Forum: >>> Magnum BBS <<<

Up to 50K inserts per second... smokin'!

From DFS@21:1/5 to All on Wed Aug 25 14:07:11 2021

Copying 30M rows (across 15 tables) from SQLite into a MariaDB store

Original python DB-API code did single inserts, got 5.2K per second overall.

Found some bulk insert ideas on stack exchange, finessed an
implementation and got over 50K inserts per second on some data!

"TABLEONE: 1.50 secs to post 75545 rows (50353 per sec)"

With the new code the avg for all 30M rows across all tables was around
16K per sec.

Worked on the code for some hours to save 30-45 minutes in data loading
time... but 50K inserts/sec is pretty darn good for my 11-year-old
i5-750 8GB RAM system.

Raise a glass!

--- SoupGate-Win32 v1.05
* Origin: fsxNet Usenet Gateway (21:1/5)

From Jerry Stuckle@21:1/5 to DFS on Wed Aug 25 19:26:52 2021

On 8/25/2021 2:07 PM, DFS wrote:

Copying 30M rows (across 15 tables) from SQLite into a MariaDB store

Original python DB-API code did single inserts, got 5.2K per second
overall.

Found some bulk insert ideas on stack exchange, finessed an
implementation and got over 50K inserts per second on some data!

"TABLEONE: 1.50 secs to post 75545 rows (50353 per sec)"

With the new code the avg for all 30M rows across all tables was around
16K per sec.

Worked on the code for some hours to save 30-45 minutes in data loading time... but 50K inserts/sec is pretty darn good for my 11-year-old
i5-750 8GB RAM system.

Raise a glass!

Very understandable.
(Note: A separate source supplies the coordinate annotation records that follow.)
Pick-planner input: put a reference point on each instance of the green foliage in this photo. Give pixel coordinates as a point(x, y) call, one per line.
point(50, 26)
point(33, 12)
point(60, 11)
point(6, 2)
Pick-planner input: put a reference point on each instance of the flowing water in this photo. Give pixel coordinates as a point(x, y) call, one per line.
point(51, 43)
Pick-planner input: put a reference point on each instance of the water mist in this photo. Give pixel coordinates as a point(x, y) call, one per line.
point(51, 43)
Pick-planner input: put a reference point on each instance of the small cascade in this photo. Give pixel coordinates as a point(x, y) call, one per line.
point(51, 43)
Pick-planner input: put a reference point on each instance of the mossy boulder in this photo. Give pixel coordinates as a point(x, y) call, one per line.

Each INSERT must be parsed and executed by the
RDBMS. Parsing a text SQL statement and determining how to execute it is
very time consuming, much more than actually doing the SQL statement.

That's why enterprise-level databases like IBM's DB2 have a means to
preprocess static SQL statements and build access plans to do the work.
The resultant code doesn't actually submit the SQL statement but
instead calls a function which executes the pre-built access plan.
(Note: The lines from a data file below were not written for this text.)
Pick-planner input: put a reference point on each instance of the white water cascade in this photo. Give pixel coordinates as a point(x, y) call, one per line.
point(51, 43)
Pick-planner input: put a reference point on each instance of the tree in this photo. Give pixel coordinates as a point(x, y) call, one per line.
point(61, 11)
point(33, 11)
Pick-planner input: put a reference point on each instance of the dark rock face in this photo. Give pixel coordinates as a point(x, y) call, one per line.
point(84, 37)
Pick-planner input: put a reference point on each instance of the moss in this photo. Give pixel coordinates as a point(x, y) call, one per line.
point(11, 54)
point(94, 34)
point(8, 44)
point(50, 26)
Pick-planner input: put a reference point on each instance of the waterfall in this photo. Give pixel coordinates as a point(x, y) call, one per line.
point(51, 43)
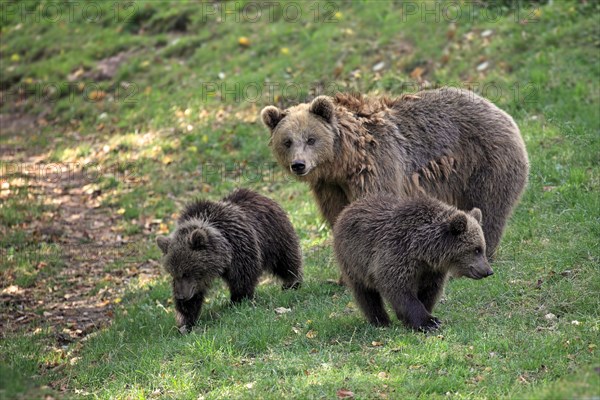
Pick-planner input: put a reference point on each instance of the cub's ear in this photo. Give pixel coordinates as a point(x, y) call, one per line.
point(476, 213)
point(271, 116)
point(457, 224)
point(198, 239)
point(163, 243)
point(323, 107)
You're inserting multiple rows with one SQL statement does the same
thing Your SQL statement only needs to be parse once and the means of
INSERTing the data only determined once. From there on it's a simple
manner of repeating the same code.

And BTW - with so many rows you'd probably get even better response by
DROPping any indices before the INSERT and recreating them after the INSERT.

--
==================
Remove the "x" from my email address
Jerry Stuckle
jstucklex@attglobal.net
==================

--- SoupGate-Win32 v1.05
* Origin: fsxNet Usenet Gateway (21:1/5)

From Axel Schwenke@21:1/5 to Jerry Stuckle on Thu Aug 26 09:39:27 2021

On 26.08.2021 01:26, Jerry Stuckle wrote:

Very understandable. Each INSERT must be parsed and executed by the RDBMS. Parsing a text SQL statement and determining how to execute it is very time consuming, much more than actually doing the SQL statement.

That's why enterprise-level databases like IBM's DB2 have a means to preprocess static SQL statements and build access plans to do the work. The resultant code doesn't actually submit the SQL statement but instead calls a function which executes the pre-built access plan.

That's a typical Stuckle post. MySQL introduced prepared statements in
version 4.1. That was somewhere around 2005. Whopping 16 years in the past.
Yet still he tries to sell it as a feature specific to enterprise RDBMS...

--- SoupGate-Win32 v1.05
* Origin: fsxNet Usenet Gateway (21:1/5)

From The Natural Philosopher@21:1/5 to Axel Schwenke on Thu Aug 26 09:44:59 2021

On 26/08/2021 08:39, Axel Schwenke wrote:

On 26.08.2021 01:26, Jerry Stuckle wrote:

Very understandable. Each INSERT must be parsed and executed by the RDBMS. >> Parsing a text SQL statement and determining how to execute it is very time >> consuming, much more than actually doing the SQL statement.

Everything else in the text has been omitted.